Announcement

Collapse
No announcement yet.
X
  • Filter
  • Time
  • Show
Clear All
new posts

  • Svy: number of observation??

    Dear Statalists,
    I am using a large scale national dataset for my analyses. Since it is complex survey data, I am using the svyset command to let STATA know the survey design characteristics. Below is my code:
    . svyset psu [pweight=W3W2STUTR],strata [STRATA_ID] vce (linerized) singleunit(centered)

    I have a variable named mtheff11, which has 5435 missing values out of a total number of 25206 observations (showing below)
    Click image for larger version

Name:	1.png
Views:	1
Size:	7.8 KB
ID:	1511635


    When I use svy: prefix to calculate its weighted mean, the number of observations=24607 (showing below). But the thing is the variable mtheff11 has 5435 missing values. Only 19771 observations have value on this variable. Where did the number 24607 come from? Can anybody give me a hint on how STATA calculated the number of obs? I feel confident that I am using the right code to calculate the mean for the variable I am interested in. Thank you so much!!
    Click image for larger version

Name:	2.png
Views:	1
Size:	14.3 KB
ID:	1511636


  • #2
    What happens if you do not use singleunit(centered) or specify some other singleunit option?
    -------------------------------------------
    Richard Williams, Notre Dame Dept of Sociology
    StataNow Version: 19.5 MP (2 processor)
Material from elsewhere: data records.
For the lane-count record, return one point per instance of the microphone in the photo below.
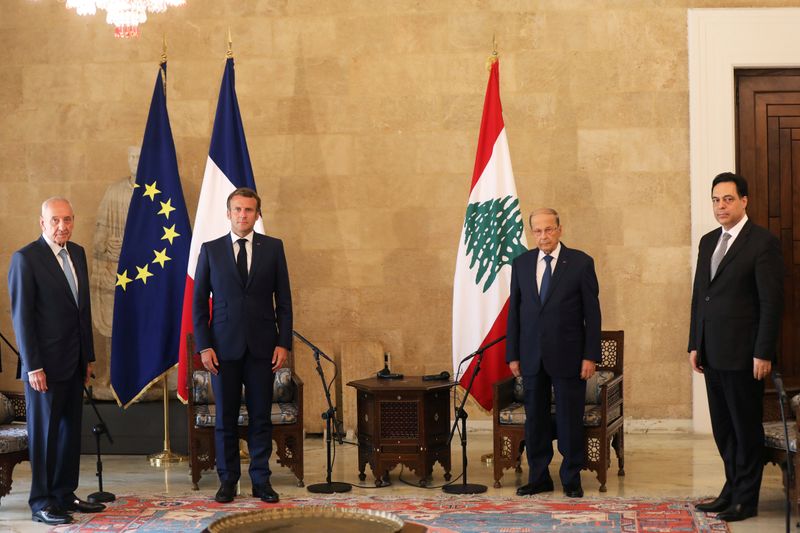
(778, 380)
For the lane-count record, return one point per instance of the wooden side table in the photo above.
(402, 421)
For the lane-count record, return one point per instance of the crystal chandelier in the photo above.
(124, 15)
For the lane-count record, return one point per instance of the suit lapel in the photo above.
(258, 257)
(532, 275)
(53, 266)
(738, 244)
(559, 271)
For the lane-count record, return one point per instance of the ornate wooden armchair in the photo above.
(287, 419)
(775, 439)
(13, 441)
(603, 417)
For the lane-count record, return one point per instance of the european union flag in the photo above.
(152, 266)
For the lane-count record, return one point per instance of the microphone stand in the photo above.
(331, 424)
(461, 414)
(782, 400)
(98, 430)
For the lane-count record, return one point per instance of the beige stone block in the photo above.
(515, 31)
(445, 151)
(327, 155)
(597, 71)
(646, 29)
(314, 76)
(305, 36)
(358, 359)
(55, 162)
(664, 70)
(114, 121)
(101, 83)
(192, 80)
(12, 163)
(265, 78)
(599, 150)
(11, 85)
(654, 150)
(44, 122)
(667, 264)
(390, 154)
(272, 156)
(402, 33)
(189, 118)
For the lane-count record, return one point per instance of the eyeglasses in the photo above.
(546, 231)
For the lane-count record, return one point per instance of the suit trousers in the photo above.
(735, 401)
(570, 395)
(54, 441)
(257, 377)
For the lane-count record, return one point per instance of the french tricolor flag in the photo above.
(227, 168)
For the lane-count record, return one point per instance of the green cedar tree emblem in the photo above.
(493, 233)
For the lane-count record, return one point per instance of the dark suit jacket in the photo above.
(53, 332)
(566, 327)
(256, 317)
(736, 316)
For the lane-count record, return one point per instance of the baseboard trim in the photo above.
(640, 425)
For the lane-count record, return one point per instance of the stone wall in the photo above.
(362, 120)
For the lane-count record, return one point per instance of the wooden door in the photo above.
(768, 155)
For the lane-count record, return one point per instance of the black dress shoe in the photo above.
(52, 516)
(225, 493)
(266, 493)
(535, 488)
(737, 512)
(79, 506)
(720, 504)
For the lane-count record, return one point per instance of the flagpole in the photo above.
(166, 456)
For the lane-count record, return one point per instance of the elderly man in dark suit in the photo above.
(737, 304)
(553, 340)
(49, 286)
(244, 338)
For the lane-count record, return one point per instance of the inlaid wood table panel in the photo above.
(402, 421)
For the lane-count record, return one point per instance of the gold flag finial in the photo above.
(492, 58)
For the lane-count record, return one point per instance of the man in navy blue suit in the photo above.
(244, 338)
(737, 305)
(553, 340)
(49, 286)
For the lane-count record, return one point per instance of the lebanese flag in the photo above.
(227, 168)
(493, 234)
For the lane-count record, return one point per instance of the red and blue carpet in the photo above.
(446, 514)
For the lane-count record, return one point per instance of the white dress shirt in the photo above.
(541, 264)
(248, 246)
(733, 232)
(55, 248)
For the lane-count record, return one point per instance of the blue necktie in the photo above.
(241, 260)
(68, 273)
(548, 273)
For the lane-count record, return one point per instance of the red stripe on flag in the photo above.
(493, 366)
(491, 124)
(186, 328)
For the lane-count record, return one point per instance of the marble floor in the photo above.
(656, 465)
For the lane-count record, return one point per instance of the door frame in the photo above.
(721, 40)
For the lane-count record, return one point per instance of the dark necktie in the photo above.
(63, 254)
(241, 260)
(548, 273)
(719, 255)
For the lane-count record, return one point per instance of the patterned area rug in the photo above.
(446, 514)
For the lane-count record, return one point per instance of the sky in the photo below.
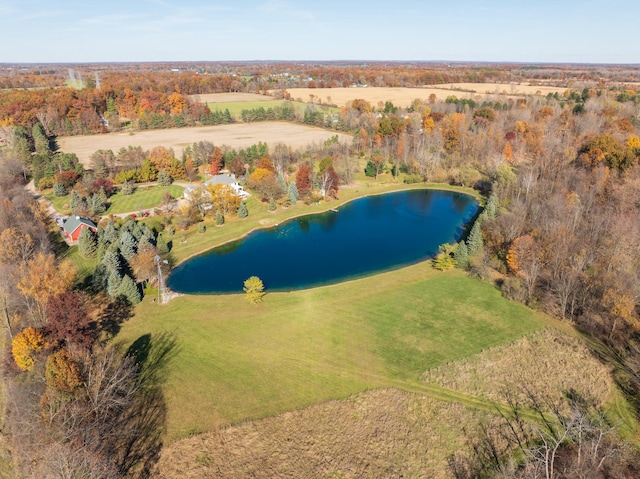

    EMAIL: [email protected]
    WWW: https://www3.nd.edu/~rwilliam

    Comment


    • #3
      Thank you, Dr. Williams, for your response!! I tried different singleunit options, such as missing, scaled, certainty, but they all produce the same number of obs, which is 24607. I also tried not to include the singleunit part, but I still get 24607 observations. I noticed that if I change the pweight variable, the number of observations change as well. So I am guessing this issue is related to sampling weights. Does STATA use this number of observations to calculate the Standard Error for estimation, although we only have 19771 values on this variable? Looking forward to your reply! Thank you so much!!

      Comment


      • #4
        I can't reproduce the problem. I will give my usual advice to make sure Stata is up to date.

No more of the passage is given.